# New 6500 C3CT Mag



## AbuMike (Sep 3, 2007)

This came yesterday from the UK. I like it alot because it's a new color scheme. There was some speculation of it being a reel someone put together from parts. It's not, it is listed on the UK Abu Garcia site. Only difference is the pic on the site shows it with a chrome power handle.


----------



## matt anderson (Jan 29, 2006)

$ ?

Id like to get one


----------



## Rocks&Reds (Mar 15, 2007)

Hey AD, what is the difference between this one and the C3CT HiSpeed(red) other than no clicker? Where can I find one?


----------



## basstardo (Jun 5, 2006)

What's the diff between this and the 6500 C3CT Mag with the chrome frame and handle? Bishop's in Yorktown has the C3CT Mag in stock right now, just doesn't have the green frame or handle.


----------



## AbuMike (Sep 3, 2007)

This one is suppose to have the brass sidecovers like the chrome rocket. Other than that it's an 08/09 model Mag Elite....I am going to take it apart when I get home and see. I can tell you that even getting it from the UK it is cheaper than the Abu mag reels bought here. Total price in USD was $155 shipped. I got it through a friend over there. I was suppose to get 3 but could only get my hands on 1.


----------



## Rocks&Reds (Mar 15, 2007)

Thanks look forward to hearing the outcome!


----------



## AbuMike (Sep 3, 2007)

Happy to report. I took the reel apart and guess what? The side covers are the heavy brass like the Chrome Rocket. I think they have a winner here, only thing is there hard to get right now.


----------



## jimmy z (Nov 5, 2006)

Sharp looking reel. Ya know what, my friend, when Abu makes these fancy reels it almost makes one not want to use 'em and scratch 'em up. lol
Gimme an old ugly beat up one, to fish.


----------



## AbuMike (Sep 3, 2007)

Jimmy, your right. I won't be using this one, it's just too nice...So another one hits the case.


----------



## kingfisherman23 (Dec 14, 2003)

AirDown:

I've seen many pics of reels you are putting in your case. You got a pic of the full entourage? I'd love to see it.

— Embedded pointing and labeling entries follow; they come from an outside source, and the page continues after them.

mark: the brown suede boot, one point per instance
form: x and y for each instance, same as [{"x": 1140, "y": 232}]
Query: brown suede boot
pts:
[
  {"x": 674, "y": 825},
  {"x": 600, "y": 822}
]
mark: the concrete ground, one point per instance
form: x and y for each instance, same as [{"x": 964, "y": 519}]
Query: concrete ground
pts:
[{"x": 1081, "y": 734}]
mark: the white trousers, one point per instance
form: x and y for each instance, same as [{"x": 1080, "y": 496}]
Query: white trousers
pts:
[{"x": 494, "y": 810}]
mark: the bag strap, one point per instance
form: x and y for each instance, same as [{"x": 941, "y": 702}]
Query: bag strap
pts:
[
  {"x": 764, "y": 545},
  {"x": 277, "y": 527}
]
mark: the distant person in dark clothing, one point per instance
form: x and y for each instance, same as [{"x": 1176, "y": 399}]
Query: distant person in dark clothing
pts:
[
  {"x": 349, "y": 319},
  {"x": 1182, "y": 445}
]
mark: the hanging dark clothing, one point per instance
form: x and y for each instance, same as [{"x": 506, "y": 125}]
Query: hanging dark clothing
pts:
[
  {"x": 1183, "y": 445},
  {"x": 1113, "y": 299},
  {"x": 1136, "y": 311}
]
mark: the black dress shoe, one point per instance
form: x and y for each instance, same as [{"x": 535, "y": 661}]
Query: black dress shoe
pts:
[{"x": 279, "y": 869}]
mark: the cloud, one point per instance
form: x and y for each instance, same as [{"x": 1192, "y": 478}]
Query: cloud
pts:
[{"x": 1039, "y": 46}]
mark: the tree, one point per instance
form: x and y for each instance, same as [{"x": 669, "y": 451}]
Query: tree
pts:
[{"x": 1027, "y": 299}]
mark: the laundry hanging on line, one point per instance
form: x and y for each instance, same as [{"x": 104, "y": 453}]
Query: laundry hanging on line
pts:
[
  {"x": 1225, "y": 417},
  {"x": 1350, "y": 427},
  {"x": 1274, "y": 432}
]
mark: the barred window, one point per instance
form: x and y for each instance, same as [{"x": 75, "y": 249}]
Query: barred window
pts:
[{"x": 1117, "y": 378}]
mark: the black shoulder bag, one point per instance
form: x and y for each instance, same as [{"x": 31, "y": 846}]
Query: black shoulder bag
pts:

And that is one sweet looking reel.

Evan


----------



## AbuMike (Sep 3, 2007)

To be honest, we moved not long ago and right now they are in the boxes on my desk. Wanting a new display case with a mirror back in it.


----------



## Shooter (Nov 14, 2004)

My question is which is the best throwing reel, a Blue Yonder or a 6500CTC3,, both being of the new style of course. Been thinking of the times fishn on the pier and that school of bait that your sure some ol big drummie is under is just a bit more out there than my standered reel will get to.


----------



## AbuMike (Sep 3, 2007)

Shooter said:


> My question is which is the best throwing reel, a *Blue Yonder or a 6500CTC3*,, both being of the new style of course.


Same reel really...Of the new stuff I like the Red 6500 C3CT Mag...


----------



## kingfisherman23 (Dec 14, 2003)

That is my new favorite too.

Thanks AD, now I gotta have one. 

Evan


----------



## AbuMike (Sep 3, 2007)

For surf fishing there's nothing wrong with a 6500 CT. It will catch big fish...The pic does not do this biter justice..


----------



## basstardo (Jun 5, 2006)

AirDown said:


> Same reel really...Of the new stuff I like the Red 6500 C3CT Mag...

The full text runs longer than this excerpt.